Was it really so hard, living in Belfast during the Troubles? I had no idea. Middle Sister’s live is aimed at survival. Nearly-Boyfriend is her saviour but then Milkman appears, the paramilitair who stalks her.
The book is wonderful but difficult to read. I had a hard time staying focussed. Yet I really admire Middle Sister and Anna Burns.
18 - How to be Safe by Tom McAllister
All those guns and mass shootings in the States... This book is called a satire but I found it pretty depressing.
The narrator is a woman who gets a bit paranoid after a school shooting in her hometown. She doesn’t know how to feel safe anymore in a world where violence is responded to with more violence or the threat of it.
>47 Simone2: This sounds interesting. I've put it on my list at the library. Thanks!
19 - Young Jane Young by Gabrielle Zevin
Aviva has a relation with a congressman and of course she’s the one to blame when they are caught and all comes out in the open. She starts anew as Jane Young in Maine. The story is told from different POVs, which is quite nice.
It’s the perfect book to read in the plane and kick off my vacation but it’s a bit too fluffy and chicklit to my taste.
20 - Sunburn by Laura Lippman
The perfect beach read, this noir thriller which was fun to read with lots of twists that didn’t disappoint.
I also liked the American character of this novel, I’d love to pay a visit to this small town in Delaware, drink a beer in the High-Ho with Polly and eat some of Adam’s famous meals while listening to the jukebox.
21 - The Golden State by Lydia Kiesling
I didn’t expect much of this book since it got such mixed review but I ended up loving it. I think this is partly due to the fact that I could relate deeply to the main character, a mother struggling to deal with herself, her toddler and motherhood. I remember so well being that young mother. Also I loved the writing style and the plot so yes, another favorite on the ToB shortlist.

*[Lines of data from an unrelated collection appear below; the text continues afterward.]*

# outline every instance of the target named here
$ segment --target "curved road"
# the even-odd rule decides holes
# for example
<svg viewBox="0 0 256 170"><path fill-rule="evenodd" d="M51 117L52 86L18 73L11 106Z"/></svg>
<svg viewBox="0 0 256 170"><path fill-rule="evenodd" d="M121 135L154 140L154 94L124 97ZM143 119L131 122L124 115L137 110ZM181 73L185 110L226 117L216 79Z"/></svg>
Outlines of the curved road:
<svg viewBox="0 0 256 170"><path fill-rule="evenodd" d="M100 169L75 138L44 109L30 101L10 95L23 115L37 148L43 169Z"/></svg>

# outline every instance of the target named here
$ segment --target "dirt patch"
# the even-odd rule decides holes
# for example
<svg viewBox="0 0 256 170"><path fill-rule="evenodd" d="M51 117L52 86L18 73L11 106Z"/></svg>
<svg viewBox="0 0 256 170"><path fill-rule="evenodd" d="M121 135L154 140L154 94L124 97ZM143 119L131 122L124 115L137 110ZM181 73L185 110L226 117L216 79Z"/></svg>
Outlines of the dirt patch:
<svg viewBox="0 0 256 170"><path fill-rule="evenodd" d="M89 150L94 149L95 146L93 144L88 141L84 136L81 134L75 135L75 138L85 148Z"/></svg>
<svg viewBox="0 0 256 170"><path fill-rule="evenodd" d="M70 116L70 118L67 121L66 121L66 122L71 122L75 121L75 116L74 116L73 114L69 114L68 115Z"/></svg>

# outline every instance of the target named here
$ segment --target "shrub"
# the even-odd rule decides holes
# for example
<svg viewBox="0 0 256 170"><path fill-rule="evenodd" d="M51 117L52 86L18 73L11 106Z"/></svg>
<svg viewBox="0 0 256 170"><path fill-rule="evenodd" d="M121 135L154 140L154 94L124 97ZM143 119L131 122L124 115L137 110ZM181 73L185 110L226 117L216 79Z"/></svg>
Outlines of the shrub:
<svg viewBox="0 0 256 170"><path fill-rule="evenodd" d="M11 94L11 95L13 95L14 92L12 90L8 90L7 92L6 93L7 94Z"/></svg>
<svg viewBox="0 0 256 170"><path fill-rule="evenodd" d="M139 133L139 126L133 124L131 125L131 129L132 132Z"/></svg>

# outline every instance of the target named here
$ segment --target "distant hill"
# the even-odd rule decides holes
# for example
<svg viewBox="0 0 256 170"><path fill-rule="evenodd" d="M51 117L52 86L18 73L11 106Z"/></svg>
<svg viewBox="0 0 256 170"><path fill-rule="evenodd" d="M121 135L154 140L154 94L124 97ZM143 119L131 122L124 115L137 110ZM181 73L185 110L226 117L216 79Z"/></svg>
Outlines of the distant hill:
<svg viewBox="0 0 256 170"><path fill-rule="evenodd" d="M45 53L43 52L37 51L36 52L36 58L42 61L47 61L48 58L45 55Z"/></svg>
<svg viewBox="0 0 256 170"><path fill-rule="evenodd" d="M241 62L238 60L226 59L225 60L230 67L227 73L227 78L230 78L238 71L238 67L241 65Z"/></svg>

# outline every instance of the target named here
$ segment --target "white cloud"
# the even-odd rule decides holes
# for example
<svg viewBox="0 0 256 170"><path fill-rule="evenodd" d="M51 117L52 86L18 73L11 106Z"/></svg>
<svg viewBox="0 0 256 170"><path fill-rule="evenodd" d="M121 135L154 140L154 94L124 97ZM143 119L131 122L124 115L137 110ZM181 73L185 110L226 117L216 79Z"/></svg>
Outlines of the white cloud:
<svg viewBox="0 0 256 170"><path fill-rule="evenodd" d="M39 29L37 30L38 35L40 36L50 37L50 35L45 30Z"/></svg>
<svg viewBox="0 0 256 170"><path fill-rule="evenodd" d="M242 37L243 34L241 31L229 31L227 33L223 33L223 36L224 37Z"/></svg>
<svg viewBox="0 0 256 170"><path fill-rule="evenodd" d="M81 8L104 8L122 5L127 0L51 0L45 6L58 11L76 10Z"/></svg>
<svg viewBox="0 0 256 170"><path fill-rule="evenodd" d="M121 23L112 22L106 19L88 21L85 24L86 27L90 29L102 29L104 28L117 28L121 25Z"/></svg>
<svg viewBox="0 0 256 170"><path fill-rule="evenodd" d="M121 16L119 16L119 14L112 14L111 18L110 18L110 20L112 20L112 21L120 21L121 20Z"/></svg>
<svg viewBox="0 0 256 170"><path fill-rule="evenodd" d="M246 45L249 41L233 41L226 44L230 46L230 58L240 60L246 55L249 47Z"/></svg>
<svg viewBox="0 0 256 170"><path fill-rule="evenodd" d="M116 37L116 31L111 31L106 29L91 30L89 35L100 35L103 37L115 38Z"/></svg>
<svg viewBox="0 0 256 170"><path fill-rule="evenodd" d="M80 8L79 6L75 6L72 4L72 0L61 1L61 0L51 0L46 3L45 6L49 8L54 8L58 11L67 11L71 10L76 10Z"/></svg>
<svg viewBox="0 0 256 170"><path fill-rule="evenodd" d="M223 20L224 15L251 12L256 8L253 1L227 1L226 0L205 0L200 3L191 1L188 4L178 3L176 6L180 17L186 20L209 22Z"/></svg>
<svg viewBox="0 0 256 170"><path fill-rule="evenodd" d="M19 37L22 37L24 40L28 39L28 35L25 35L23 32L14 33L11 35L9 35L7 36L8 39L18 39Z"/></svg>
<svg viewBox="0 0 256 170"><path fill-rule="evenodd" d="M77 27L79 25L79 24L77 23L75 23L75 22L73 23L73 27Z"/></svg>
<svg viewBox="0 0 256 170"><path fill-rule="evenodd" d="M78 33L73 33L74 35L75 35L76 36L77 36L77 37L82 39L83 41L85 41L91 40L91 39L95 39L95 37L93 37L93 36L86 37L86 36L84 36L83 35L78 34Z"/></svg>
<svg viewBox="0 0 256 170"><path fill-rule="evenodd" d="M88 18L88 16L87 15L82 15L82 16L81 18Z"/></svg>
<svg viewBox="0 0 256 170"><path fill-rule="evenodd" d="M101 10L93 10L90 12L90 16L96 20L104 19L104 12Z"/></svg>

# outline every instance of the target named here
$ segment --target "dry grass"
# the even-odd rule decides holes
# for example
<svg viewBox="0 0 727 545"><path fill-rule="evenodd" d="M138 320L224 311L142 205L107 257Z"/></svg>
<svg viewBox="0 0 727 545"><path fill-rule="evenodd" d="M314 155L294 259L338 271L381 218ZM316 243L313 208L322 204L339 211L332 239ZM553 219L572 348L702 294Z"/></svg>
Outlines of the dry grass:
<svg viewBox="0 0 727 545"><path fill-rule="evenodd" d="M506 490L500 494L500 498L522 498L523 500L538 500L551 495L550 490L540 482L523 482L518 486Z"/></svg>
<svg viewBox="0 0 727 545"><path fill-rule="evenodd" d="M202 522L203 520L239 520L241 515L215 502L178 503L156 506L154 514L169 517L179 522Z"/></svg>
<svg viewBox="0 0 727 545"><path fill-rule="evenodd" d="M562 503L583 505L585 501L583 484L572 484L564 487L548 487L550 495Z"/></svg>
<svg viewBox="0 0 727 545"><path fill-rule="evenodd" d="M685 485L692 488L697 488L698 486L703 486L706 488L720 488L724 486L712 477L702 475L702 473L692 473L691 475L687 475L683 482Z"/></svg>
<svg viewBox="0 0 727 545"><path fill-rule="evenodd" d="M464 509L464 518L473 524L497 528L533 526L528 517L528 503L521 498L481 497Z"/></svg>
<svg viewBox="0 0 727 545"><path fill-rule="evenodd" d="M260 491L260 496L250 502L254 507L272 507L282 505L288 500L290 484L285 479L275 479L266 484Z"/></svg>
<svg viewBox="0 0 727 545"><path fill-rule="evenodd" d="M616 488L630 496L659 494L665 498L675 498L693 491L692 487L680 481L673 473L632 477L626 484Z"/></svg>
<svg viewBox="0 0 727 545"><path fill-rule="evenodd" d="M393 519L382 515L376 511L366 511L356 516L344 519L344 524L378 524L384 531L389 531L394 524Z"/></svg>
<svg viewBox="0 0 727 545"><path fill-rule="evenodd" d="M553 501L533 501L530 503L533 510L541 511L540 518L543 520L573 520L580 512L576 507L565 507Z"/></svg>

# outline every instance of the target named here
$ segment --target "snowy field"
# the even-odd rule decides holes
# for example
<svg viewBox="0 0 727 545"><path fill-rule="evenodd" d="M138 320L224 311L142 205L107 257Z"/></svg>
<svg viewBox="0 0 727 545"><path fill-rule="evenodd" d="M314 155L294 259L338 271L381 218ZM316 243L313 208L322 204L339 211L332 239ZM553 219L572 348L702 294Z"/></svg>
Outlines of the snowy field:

22 - Olive Kitteridge by Elisabeth Strout
All stories in this book are more or less centered around Olive Kitteridge, a local teacher, one with character. Tormented by menopause and aging she makes life hard for her son, husband, students and herself. Not in the least because she can’t show any vulnerability. She seems so hard while we as readers know better. Another impressive book by Strout, although I keep preferring My Name is Lucy Barton!
I'm glad you liked The Golden State. I wonder if the mixed reviews are largely down to how each reader feels about how Kiesling handled the monotony of being the mother of a young child.